Ed: It would appear that the MDC has not learnt any lesson. Even today the MDC, though now part of the government, is always on the defensive, spending more time in the courts or lobbying regional leaders, instead of proving that it can govern better than ZANU-PF.
Viewing cable 03HARARE1805, Tsvangirai Treason Trial Postponed Until
This record is a partial extract of the original cable. The full text of the original cable is not available.
UNCLAS HARARE 001805
NSC FOR SENIOR AFRICA DIRECTOR J. FRAZER
LONDON FOR C. GURNEY
PARIS FOR C. NEARY
NAIROBI FOR T. PFLAUMER
¶E. O. 12958: N/A
SUBJECT: Tsvangirai Treason Trial Postponed Until
REF: HARARE 1598
Sensitive but unclassified. Not for internet posting.
¶1. (SBU) Lawyers for Morgan Tsvangirai advised the
Embassy on September 12 that by mutual agreement of the
parties, resumption of Tsvangirai’s treason trial was
postponed from September 15 to September 22. Presiding
Justice Garwe approached the parties on September 11,
noting that he had scheduling conflicts the following
week and giving the parties the option of postponing,
which the parties took.
¶2. (SBU) When the trial recommences, the first order of
business will be a hearing on the prosecution’s
application seeking amendment of its indictment before
Tsvangirai presents his case. In its application, the
state admitted that the evidence that it had offered thus
far differed from the particulars in the indictment. The
state is seeking to invoke a section of the Criminal
Procedure and Evidence Act that allows a party to amend
an indictment in order to correct discrepancies between
the indictment and the evidence introduced at trial.

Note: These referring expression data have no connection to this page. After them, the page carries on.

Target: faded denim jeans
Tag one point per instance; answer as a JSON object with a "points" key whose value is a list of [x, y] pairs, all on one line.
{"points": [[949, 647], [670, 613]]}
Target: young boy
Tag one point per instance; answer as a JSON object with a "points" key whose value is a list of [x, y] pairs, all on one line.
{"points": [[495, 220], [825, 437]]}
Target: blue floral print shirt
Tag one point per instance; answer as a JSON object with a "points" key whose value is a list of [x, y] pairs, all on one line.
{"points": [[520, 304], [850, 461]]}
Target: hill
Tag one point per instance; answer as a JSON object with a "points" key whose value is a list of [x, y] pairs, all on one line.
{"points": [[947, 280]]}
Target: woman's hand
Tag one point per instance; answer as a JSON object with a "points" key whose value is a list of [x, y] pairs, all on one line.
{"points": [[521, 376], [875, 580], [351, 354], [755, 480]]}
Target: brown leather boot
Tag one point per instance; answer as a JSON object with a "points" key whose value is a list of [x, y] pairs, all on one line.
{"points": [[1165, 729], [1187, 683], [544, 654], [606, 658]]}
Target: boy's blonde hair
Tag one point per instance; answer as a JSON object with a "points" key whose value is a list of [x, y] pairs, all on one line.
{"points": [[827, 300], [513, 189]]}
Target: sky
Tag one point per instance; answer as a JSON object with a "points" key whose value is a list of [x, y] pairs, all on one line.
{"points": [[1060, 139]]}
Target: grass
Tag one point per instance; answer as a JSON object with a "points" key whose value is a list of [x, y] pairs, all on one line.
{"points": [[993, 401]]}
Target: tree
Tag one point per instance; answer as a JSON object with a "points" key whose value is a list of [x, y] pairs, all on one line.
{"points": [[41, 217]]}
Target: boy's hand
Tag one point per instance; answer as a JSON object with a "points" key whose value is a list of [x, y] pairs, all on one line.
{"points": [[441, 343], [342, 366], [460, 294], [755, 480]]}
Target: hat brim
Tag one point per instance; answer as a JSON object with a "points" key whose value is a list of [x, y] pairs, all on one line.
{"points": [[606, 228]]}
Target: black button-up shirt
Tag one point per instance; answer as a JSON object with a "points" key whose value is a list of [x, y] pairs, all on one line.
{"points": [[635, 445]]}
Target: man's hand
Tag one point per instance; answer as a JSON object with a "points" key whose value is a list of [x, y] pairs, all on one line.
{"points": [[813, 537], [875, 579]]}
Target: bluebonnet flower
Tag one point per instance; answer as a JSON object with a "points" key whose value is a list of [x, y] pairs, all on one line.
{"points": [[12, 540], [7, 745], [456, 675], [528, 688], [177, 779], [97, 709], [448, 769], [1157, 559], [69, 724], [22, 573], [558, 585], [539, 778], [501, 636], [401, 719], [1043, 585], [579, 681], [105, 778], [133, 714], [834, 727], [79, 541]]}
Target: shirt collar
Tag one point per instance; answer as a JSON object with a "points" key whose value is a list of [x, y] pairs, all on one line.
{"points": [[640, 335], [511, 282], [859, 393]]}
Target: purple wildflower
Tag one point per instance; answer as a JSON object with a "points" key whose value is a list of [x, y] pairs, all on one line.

During the trial, the prosecution introduced no evidence
to prove that Tsvangirai specifically requested
representatives of Dickens and Madson to arrange for the
assassination of Robert Mugabe at a third meeting. The
state wishes to alter the indictment to show that no
request was made at a third meeting.
¶3. (SBU) Defense attorneys will oppose the application
but have yet to file a response. Garwe is expected to
hear the state’s application on September 22, and will
have the option of reserving judgment while the defense
proceeds, or suspending the trial pending judgment. In
the latter case, a decision would likely be rendered and
the trial resumed within a week, according to defense
¶4. (SBU) COMMENT: The state’s application to amend the
indictment suggests the prosecution’s doubts about the
evidence’s sufficiency to support a conviction. In any
event, the trial’s broader political context suggests it
likely will stretch out until at least the end of the
year, as Tsvangirai suggested to us recently. A
conviction before December’s Commonwealth Heads of
Government Meeting (CHOGM) in Abuja would upset
Zimbabwe’s prospects for having its Commonwealth
suspension lifted and seems unlikely. While an acquittal
before that might be seen to enhance Zimbabwe’s
international image, the government may choose to string
the case out as long as possible. A lengthy trial would
absorb Tsvangirai’s attention, potentially leaving
substantive party leadership and involvement in possible
inter-party talks increasingly to other MDC principals
(e.g., MDC Secretary General Welshman Ncube) with whom
the ruling party feels more comfortable. It would
further fit in with ZANU-PF’s long-standing strategy of
keeping the MDC on the defensive, requiring the
opposition’s time and resources to be devoted to
harassing litigation instead of a more proactive agenda.